On the morning of the second day after Judkins's recital, during
which time Jane remained indoors a prey to regret and sorrow for
the boy riders, and a new and now strangely insistent fear for
her own person, she again heard what she had missed more than she
dared honestly confess--the soft, jingling step of Lassiter.
Almost overwhelming relief surged through her, a feeling as akin
to joy as any she could have been capable of in those gloomy
hours of shadow, and one that suddenly stunned her with the
significance of what Lassiter had come to mean to her. She had
begged him, for his own sake, to leave Cottonwoods.

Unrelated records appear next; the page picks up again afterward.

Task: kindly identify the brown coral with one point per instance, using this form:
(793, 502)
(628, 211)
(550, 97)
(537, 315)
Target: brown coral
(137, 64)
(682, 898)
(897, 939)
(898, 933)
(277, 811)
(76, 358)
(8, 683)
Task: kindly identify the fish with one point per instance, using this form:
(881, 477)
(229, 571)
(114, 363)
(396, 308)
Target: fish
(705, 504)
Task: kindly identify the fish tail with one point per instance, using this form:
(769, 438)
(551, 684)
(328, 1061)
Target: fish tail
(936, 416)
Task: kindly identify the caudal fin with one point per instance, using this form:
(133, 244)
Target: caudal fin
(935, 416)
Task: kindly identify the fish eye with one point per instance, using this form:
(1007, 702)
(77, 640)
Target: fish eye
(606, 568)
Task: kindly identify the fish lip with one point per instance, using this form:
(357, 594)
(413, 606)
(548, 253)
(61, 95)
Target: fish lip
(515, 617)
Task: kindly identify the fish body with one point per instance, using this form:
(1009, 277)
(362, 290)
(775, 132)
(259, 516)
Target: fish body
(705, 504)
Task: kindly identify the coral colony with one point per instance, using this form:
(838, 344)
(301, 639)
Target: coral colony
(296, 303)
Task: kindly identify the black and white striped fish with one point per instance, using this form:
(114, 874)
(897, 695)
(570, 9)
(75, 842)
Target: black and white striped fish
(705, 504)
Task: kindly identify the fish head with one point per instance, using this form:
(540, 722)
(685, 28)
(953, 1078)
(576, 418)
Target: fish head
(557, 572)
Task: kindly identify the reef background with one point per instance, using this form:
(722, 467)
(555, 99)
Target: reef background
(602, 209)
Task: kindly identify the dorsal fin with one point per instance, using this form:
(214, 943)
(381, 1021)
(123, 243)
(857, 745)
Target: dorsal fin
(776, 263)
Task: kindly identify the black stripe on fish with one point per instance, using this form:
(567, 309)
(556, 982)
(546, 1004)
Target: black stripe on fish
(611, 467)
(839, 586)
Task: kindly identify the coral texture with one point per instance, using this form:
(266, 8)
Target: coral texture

She might yet
beg that, if her weakening courage permitted her to dare absolute
loneliness and helplessness, but she realized now that if she
were left alone her life would become one long, hideous
nightmare.
When his soft steps clinked into the hall, in answer to her
greeting, and his tall, black-garbed form filled the door, she
felt an inexpressible sense of immediate safety. In his presence
she lost her fear of the dim passageways of Withersteen House and
of every sound. Always it had been that, when he entered the
court or the hall, she had experienced a distinctly sickening but
gradually lessening shock at sight of the huge black guns
swinging at his sides. This time the sickening shock again
visited her, it was, however, because a revealing flash of
thought told her that it was not alone Lassiter who was
thrillingly welcome, but also his fatal weapons.